Cuándo llegué a casa, mi madre estaba en su despacho, y mi padre estaba en el salón viendo sus documentales y sus canales de deportes, especialemte los canales de fútbol, como siempre. Mi madre trabaja de profesora, por eso nos mudamos hace tres años aquí, porque mi madre había encontrado un trabajo cómo profesora. Siempre ha sido su sueño, enseñar a los niños. Mi madre, es única. No creo que haya ninguna madre como ella. Siempre ha estado ayudándome en todo. Es una madre genial, aunque aveces nos peléemos, la quiero mucho.
-Hola mamá- le sonreí y le dí un beso en la mejilla.
-¿Qué tal el primer día de clase cariño?-me dijo mientras me enseñaba una de sus sonrisas de madre comprensiva.

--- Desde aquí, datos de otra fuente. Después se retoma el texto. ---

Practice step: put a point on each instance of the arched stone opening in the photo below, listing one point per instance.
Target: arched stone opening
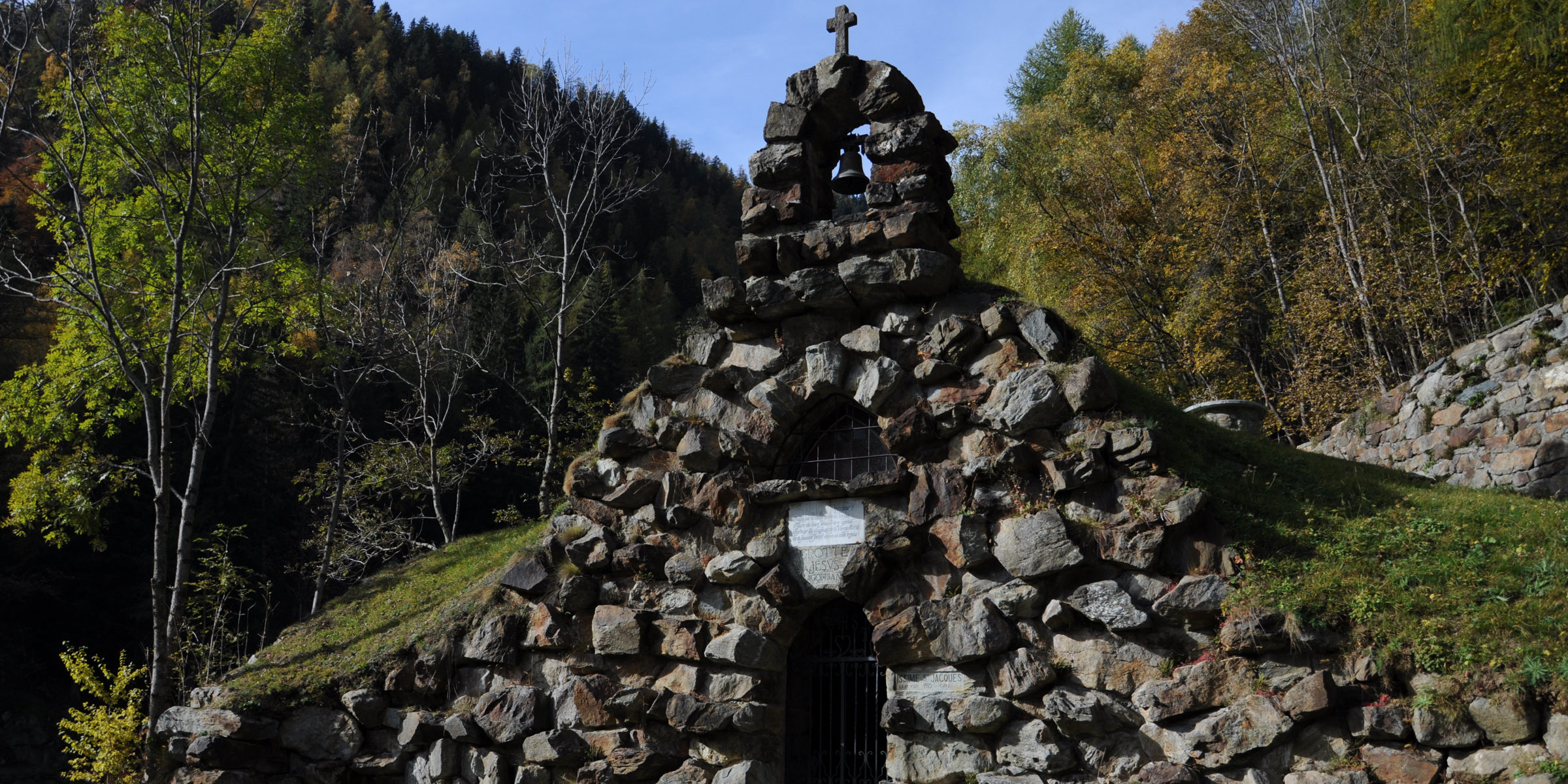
(838, 441)
(806, 132)
(835, 691)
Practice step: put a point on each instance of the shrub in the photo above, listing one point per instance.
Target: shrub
(106, 731)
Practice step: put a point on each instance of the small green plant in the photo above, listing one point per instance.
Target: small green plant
(1543, 576)
(1534, 670)
(104, 733)
(1554, 769)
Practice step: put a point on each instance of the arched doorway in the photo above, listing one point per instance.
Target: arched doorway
(844, 444)
(835, 695)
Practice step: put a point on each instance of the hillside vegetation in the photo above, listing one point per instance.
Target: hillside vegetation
(1291, 203)
(1420, 576)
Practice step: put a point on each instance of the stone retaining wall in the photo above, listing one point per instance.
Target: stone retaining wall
(1492, 414)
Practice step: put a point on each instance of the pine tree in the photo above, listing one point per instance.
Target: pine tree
(1045, 67)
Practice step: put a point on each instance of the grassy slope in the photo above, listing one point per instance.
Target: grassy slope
(1446, 579)
(1440, 578)
(380, 620)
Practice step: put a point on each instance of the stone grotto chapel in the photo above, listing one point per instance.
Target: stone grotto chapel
(877, 526)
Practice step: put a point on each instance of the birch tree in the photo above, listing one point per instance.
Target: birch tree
(565, 157)
(181, 135)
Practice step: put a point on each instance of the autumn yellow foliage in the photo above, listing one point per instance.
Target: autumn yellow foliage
(104, 736)
(1292, 203)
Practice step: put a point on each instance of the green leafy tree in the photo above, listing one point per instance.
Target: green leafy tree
(106, 733)
(173, 173)
(1047, 65)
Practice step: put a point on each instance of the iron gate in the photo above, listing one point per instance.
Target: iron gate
(836, 691)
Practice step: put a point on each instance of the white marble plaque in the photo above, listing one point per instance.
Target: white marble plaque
(822, 566)
(930, 679)
(827, 523)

-Pues genial mamá, ha pasado lo mismo que todos los días... Lo mejor que me ha pasado es que me ha tocado en alguna asignatura con Vic. -le dedico una sonrisa forzada y me dirijo a mi habitación.
Hago los deberes, aunque no estoy muy concentrada en ellos y tengo mi mente en el extraño y mágico chico de ojos azules. Mi madre me llama para ir a cenar, pero no tengo hambre; sólo tengo un nudo en el estómago, así que me dirijo al balcón para leer otro de mis queridos libros «Tres Deseos» de jackon pearce. Siempre que releeo mis libros, empiezo por el final. Asi que, voy al capítulo contado por la protagonista, Viola, y empiezo a leer. Noto una sensación muy extraña, cómo si al leer me atrajera más el libro. Cada frase, cada palabra, cada conversación. Y de repente, todo se nubla.
Es medianoche y la cafetería ha cerrado ya hace una hora. Todos se han ido a casa, algunos de mis amigos y otros, de fiesta. Lawrence, mi mejor amigo, y yo nos sentamos en su invernadero, cada uno uno tumbado en un sofá de cuadros escoceses, mirando la televisión a través del reflejo del techo de cristal. Me voy a por una bebida a la nevera de su casa, y antes de salir, oigo que lawrence, está hablando con alguien. Deduzco que es su madre e intento escuchar su conversación y no intervenir.
-¿Cómo sabes que no se acordará de ti cuando te vea?- pregunta Lawrence en un susurro.
Intento escuchar la respuesta, pero no oigo nada.
-¡Ya llevas casi una semana en la Tierra! Nunca lo sabrás si no arriesgas y te muestras ante ella. Por cierto, no me gustas nada con ese uniforme..
Esa es la conversación que tienen Genio y Lawrence en el libro. ¿Cómo puedo estar viéndola yo?
-¿Con quién estás hablando?-le pregunto. Sin embargo, yo sé con quién está hablando. Es Genio, pero yo no lo puedo ver. ¿Que estoy haciendo?
-Conmigo mismo- responde-. Estoy ensayando unas frases para una obra que el grupo de teatro hará próximamente este año.
-¿Qué obra?-pregunto. Pero ¿porqué pregunto? Sé que me está mintiendo.
-No importa- contesta Lawrence y suspira.
-¿Qué? Sólo era una pregunta. Vaya. Tranquilizate.
¿Pero qué es lo que me sucede? ¿Porqué salen solas las palabras? Sé lo que está pasando y aun así tengo dudas ¿Qué ocurre?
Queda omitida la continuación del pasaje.